Disseram que eu voltei americanizada/ Com o burro do dinheiro/ Que estou muito rica/ Que não suporto mais o breque do pandeiro (... )Mas pra cima de mim, pra que tanto veneno/ Eu posso lá ficar americanizada/ Eu que nasci com o samba e vivo no sereno/ Topando a noite inteira a velha batucada/ Nas rodas de malandro minhas preferidas/ Eu digo mesmo eu te amo, e nunca I love you/ Enquanto houver Brasil/ Na hora da comida/ Eu sou do camarão ensopadinho com chuchu. (Disseram que voltei americanizada, 1940)
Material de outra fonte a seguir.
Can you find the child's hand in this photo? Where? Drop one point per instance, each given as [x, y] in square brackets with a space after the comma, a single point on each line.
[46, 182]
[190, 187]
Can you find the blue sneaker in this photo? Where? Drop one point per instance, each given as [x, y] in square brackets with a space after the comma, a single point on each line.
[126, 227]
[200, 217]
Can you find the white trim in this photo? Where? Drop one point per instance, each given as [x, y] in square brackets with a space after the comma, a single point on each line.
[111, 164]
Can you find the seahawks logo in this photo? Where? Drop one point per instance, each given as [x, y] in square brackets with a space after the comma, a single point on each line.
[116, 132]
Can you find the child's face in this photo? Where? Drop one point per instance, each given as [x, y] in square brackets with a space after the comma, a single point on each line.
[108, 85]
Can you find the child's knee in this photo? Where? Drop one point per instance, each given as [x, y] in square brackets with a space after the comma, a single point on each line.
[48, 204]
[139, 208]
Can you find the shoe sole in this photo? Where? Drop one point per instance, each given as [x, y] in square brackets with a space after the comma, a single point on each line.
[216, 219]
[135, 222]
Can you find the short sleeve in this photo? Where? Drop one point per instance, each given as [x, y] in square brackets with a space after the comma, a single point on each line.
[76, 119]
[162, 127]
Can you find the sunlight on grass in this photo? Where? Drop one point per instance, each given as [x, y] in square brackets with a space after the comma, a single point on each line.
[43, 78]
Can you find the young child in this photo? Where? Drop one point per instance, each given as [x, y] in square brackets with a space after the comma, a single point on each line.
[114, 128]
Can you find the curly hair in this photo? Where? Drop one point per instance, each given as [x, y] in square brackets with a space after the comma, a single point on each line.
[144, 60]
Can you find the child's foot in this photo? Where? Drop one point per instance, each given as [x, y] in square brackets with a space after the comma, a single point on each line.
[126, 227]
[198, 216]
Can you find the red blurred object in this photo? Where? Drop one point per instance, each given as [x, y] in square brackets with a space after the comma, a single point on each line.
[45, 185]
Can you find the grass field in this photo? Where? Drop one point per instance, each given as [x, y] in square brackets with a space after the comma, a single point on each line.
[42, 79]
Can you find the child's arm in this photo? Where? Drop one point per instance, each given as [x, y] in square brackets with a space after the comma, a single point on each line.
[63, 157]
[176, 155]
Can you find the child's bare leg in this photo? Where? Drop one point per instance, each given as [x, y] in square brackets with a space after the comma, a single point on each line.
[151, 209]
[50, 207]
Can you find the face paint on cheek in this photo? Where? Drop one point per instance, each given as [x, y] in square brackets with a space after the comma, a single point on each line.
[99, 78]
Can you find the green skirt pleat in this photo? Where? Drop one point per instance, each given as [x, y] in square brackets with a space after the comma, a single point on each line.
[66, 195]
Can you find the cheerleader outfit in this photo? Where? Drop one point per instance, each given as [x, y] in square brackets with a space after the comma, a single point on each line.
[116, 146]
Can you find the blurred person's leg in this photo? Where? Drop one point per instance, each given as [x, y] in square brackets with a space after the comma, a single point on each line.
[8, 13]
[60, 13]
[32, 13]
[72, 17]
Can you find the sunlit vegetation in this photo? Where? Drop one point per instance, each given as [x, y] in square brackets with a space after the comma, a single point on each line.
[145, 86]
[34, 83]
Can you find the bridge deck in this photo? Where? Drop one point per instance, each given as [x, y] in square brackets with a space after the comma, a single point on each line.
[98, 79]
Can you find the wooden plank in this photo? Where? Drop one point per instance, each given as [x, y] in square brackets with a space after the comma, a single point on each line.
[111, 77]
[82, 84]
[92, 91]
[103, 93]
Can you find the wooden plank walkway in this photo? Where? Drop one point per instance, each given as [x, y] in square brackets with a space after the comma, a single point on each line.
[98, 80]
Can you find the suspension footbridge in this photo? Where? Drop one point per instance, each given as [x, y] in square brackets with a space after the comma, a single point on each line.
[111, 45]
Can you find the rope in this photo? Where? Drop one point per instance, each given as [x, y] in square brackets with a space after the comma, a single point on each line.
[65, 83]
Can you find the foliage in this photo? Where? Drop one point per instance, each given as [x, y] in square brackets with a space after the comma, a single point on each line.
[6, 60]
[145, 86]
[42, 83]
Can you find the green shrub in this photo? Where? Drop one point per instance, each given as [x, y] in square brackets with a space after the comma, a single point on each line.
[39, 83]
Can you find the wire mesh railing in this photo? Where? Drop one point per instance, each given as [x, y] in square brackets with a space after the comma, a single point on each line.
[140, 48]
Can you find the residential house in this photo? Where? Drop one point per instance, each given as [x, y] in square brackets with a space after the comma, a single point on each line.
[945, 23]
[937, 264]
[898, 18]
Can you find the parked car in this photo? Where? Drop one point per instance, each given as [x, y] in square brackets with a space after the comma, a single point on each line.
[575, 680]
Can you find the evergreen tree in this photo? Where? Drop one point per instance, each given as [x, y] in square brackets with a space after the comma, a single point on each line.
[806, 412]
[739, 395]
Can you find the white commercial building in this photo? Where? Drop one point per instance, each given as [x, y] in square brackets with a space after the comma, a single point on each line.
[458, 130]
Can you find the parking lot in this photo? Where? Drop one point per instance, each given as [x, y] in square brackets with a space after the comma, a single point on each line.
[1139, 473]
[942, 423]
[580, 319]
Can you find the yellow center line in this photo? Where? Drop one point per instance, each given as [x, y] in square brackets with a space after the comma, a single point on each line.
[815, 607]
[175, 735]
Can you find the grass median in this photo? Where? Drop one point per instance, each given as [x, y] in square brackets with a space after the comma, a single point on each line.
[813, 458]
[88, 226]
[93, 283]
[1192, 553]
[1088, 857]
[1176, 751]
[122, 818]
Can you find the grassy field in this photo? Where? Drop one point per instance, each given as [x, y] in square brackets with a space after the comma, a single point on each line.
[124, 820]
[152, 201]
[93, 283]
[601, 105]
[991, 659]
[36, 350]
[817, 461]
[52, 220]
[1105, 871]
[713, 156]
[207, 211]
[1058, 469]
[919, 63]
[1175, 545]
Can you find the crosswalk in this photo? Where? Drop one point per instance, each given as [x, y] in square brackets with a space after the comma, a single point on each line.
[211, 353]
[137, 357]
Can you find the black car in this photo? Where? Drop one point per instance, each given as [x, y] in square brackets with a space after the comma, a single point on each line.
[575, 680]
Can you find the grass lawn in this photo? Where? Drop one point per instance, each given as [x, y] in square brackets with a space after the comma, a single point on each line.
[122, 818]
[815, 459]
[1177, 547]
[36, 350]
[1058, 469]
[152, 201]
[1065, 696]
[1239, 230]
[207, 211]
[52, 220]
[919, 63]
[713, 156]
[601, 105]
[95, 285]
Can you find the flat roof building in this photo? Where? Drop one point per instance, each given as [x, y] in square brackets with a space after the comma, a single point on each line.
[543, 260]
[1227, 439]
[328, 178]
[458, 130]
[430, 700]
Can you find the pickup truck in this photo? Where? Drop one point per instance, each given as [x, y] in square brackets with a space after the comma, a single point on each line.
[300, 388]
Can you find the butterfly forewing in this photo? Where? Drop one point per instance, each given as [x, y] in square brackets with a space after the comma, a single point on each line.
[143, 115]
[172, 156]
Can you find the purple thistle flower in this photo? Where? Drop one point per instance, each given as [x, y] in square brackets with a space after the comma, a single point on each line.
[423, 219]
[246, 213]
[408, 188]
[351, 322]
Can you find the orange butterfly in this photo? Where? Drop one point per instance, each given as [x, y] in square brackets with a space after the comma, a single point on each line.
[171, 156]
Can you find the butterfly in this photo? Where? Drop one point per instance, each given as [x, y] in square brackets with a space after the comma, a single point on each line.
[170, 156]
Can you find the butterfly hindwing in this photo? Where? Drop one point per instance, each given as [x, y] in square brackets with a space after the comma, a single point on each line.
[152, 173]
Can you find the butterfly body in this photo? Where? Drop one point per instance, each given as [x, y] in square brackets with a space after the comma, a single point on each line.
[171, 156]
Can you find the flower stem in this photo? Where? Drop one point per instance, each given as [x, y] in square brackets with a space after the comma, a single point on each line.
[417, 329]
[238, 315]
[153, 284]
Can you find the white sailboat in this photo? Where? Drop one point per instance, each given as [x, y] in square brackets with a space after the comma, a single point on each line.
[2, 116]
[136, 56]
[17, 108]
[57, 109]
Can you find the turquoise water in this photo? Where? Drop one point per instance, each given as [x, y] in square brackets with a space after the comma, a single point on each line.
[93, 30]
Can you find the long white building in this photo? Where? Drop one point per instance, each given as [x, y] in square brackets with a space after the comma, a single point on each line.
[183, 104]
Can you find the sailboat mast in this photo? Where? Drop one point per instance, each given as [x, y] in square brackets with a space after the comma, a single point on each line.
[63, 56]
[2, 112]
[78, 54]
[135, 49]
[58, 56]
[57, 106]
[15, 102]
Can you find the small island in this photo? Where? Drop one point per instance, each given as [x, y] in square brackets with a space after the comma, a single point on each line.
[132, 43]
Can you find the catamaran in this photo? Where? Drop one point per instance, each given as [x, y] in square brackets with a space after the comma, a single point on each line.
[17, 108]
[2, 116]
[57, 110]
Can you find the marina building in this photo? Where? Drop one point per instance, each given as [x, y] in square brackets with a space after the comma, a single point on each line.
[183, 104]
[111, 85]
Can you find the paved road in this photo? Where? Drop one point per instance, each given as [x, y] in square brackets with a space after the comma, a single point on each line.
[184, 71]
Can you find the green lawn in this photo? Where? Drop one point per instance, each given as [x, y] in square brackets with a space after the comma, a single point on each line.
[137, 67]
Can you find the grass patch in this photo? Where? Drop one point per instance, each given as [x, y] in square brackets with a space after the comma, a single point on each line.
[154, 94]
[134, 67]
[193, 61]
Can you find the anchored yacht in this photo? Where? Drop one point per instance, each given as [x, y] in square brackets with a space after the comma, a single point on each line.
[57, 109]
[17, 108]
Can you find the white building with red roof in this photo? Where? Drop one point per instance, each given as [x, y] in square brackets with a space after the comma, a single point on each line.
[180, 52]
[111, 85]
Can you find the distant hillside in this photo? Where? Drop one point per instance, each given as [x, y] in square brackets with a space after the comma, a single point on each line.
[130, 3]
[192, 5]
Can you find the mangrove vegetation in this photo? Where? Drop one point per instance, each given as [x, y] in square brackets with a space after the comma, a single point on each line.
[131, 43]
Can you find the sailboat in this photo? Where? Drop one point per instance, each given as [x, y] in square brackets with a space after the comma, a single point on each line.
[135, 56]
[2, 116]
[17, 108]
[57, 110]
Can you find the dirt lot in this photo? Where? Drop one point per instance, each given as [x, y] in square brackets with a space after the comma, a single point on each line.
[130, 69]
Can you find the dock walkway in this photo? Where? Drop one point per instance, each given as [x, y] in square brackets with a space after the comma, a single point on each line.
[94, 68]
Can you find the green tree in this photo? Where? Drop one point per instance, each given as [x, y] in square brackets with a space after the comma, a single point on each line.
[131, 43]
Mais de seis décadas depois, já no terceiro milênio, as críticas à influência estrangeira na cultura adquiriram foro científico e freqüentam assiduamente a academia, que questiona estarrecida como encaixar " esta madeixa de comunicações distantes e incertezas cotidianas, atrações e desenraizamentos, que se nomeia como globalização", segundo palavras do filósofo e antropólogo argentino Néstor García Canclini ( 2004: 13).
Canclini, que vive no México desde 1976, é um obstinado estudioso da cultura latino-americana e dos efeitos da globalização no cotidiano pós-moderno do hemisfério sul.
Afinado com a proposta transdisciplinar dos Estudos Culturais, afirma não ser mais suficiente valer-se só da sociologia, ou só da antropologia ou, ainda, só da comunicação, para entender o fenômeno avassalador da globalização. É preciso ir além dos saberes compartimentados, questionando antigas conclusões disciplinarmente isoladas e buscando, no tempero dos vários jeitos de olhar, outras respostas, ou, melhor, outros questionamentos, como ele enfatiza, na epígrafe do seu livro Diferentes, desiguales e desconectados (2004): " Se não conheces a resposta, discute a pergunta", citando Clifford Geertz ( 2004:12).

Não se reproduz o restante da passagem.